It is still moot as to whether DSI falls within the scope of the NP, but if it does, the lower cost and ease of access to high throughput genetic sequencing technology could render the implementation of the ABS framework more demanding. The CBD is directed at regulating the physical transfer of tangible genetic or biological material from the provider country to the user. It does not address the ease of genetically sequencing a species within a provider country and transferring the genetic sequencing data overseas. For instance, devices the size of a credit card for sequencing DNA in saliva or blood samples are being developed to diagnose the most common microbial pathogens in animal GRFA (94). The genetic information or DSI obtained may be easily transmitted to anywhere in the world, and will allow DNA or RNA molecules to be synthesized through biotechnological tools (e.g., gene editing) without the species concerned ever having left the provider country (91). This is similarly the case for pathogens, which in turn raises important ethical and legal concerns, including those that pertains to ABS (95).
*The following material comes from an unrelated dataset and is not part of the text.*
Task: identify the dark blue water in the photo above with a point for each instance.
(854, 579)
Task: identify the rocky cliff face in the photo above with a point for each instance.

The German National Academy of Science (Leopoldina) has similarly observed that digitalization in the life sciences and improvements in synthetic biology render traditional forms of biopiracy obsolete since genetic information can be derived locally and imported into globally accessible open databases without the species having to cross any national boundary (90, 96). The sequencing information may have potential or actual commercial value through comparative analysis with other sequences or through the production of encoded protein, without the need to synthesize the entire living organism.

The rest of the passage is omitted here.